We demonstrate that VDJ recombination biases during B-cell development are unlikely the cause for the correlation between VH germline usage and the CDR-H3 conformation. Both IGHV3-3 and IGHV3S53 segments appear to recombine with similar frequency with different JH segments, predominantly with JH4 (Fig. 5b). We do not observe large differences in the usage of long and short DH germlines between VH3-3 and VH3S53 based antibodies suggesting that a VDJ usage bias where VH3-3 preferably recombines with long DH-segments leading to longer CDR-H3 loops and a kinked H3 conformation does not exist (Fig. 5c). Furthermore, exonuclease activity and random N-nucleotide incorporation alter the junction of the VH, DH, JH segment during VDJ recombination. Exonuclease trimming has been reported to be sequence-dependent and thus might vary between different germlines, while N-nucleotide addition is expected to be random33,34. From a detailed analysis of the VDJ junctions of IGHV3-3 and IGHV3S53-derived antibodies that carry J-segments which are all derived from JH4, we observed differences in trimming in the JH4 segment but not in the two VH segments (Fig. 5). If a trimming bias originating from sequence composition differences is the cause of CDR-H3 loop length differences, we would expect the opposite, that the JH4 segment trimming is the same and the VH segment differs. We, therefore, conclude the observed differences in the VDJ junction between IGHV3-3 and IGHV3S53-derived antibodies—differences in the number of random N-nucleotide insertions and differences in JH4 trimming—are not a product of VDJ recombination biases.

If VDJ recombination biases are unlikely to explain the correlation between CDR-H3 conformation and germline usage, selection pressures that occur during B-cell development might provide an explanation. The ontogeny of domain antibodies in camelids is not well understood, but VHH antibodies likely share their development with regular VH/VL antibodies in llama35, and thus similar selection pressures shape the VHH immune repertoire during B-cell development. One major selection step is the removal of autoreactive or multi-specific B-cells36,29 but also the interaction with chaperones and chaperone-like molecules such as the surrogate light chain during early B-cell development shapes the immune repertoire37. Finally, antigen-experienced B-cells often undergo affinity maturation which changes the biophysical properties of antibodies38.

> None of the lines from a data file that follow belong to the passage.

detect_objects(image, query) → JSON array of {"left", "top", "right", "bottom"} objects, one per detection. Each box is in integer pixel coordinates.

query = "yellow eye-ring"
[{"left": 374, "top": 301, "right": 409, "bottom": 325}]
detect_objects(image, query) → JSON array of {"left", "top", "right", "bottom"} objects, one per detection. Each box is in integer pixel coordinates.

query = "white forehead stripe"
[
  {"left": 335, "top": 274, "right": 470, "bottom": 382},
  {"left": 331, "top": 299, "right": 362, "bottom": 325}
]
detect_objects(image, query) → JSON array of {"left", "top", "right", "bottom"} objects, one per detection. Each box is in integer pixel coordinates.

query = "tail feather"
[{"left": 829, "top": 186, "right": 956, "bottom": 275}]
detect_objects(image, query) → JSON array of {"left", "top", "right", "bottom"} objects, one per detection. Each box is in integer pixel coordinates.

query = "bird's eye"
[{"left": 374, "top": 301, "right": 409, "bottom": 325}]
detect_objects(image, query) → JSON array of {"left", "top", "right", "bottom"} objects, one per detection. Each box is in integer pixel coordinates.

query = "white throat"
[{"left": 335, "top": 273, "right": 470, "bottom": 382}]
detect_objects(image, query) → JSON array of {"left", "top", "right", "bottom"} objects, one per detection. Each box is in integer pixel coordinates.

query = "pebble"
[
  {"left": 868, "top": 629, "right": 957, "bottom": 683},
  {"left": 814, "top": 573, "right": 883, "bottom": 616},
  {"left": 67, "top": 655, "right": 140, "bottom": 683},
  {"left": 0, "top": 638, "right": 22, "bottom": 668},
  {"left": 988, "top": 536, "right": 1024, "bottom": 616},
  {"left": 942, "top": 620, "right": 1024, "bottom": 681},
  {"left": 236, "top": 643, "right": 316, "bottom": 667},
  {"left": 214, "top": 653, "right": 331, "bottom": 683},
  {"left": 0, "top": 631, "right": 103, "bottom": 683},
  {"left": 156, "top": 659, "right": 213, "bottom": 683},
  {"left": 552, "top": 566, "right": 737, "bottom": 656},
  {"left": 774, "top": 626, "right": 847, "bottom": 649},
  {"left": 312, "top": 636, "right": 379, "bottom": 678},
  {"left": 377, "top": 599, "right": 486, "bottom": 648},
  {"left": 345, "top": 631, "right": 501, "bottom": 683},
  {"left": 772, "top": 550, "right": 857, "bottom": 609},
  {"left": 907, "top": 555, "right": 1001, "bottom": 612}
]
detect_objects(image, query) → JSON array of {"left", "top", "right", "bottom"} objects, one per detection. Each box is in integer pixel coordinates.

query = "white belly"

We propose that selection pressure during B-cell development in conjunction with the biophysical properties of FWR2 shape the VHH CDR-H3 loop conformation. IGHV3-3-derived antibodies, which have a hydrophobic FWR2 might be selected to have longer CDR-H3 loops, which adopt a kinked CDR-H3 conformation covering FWR2. This notion is supported by previous work which established a correlation between CDR-H3 loop length and aggregation propensity in VHH demonstrating that VHHs with longer CDR-H3 loops are less-aggregation prone39. In contrast, IGVH3S53-derived antibodies are selected to have shorter CDR-H3 loops with an extended conformation as their hydrophilic FWR2 is less likely to provide the hydrophobic scaffold required for the kinked CDR-H3 conformation. Indeed, a recent structural study demonstrated for one particular VHH that the FWR2 composition impacts the kinked CDR-H3 conformation thereby drastically reducing the Tm of the VHH29. We demonstrated that the FWR2 composition impacts also other VHHs with a kinked CDR-H3 suggesting that a hydrophobic FWR2 as it occurs in IGHV3-3 stabilizes a kinked CDR-H3 in many VHHs (Fig. 6).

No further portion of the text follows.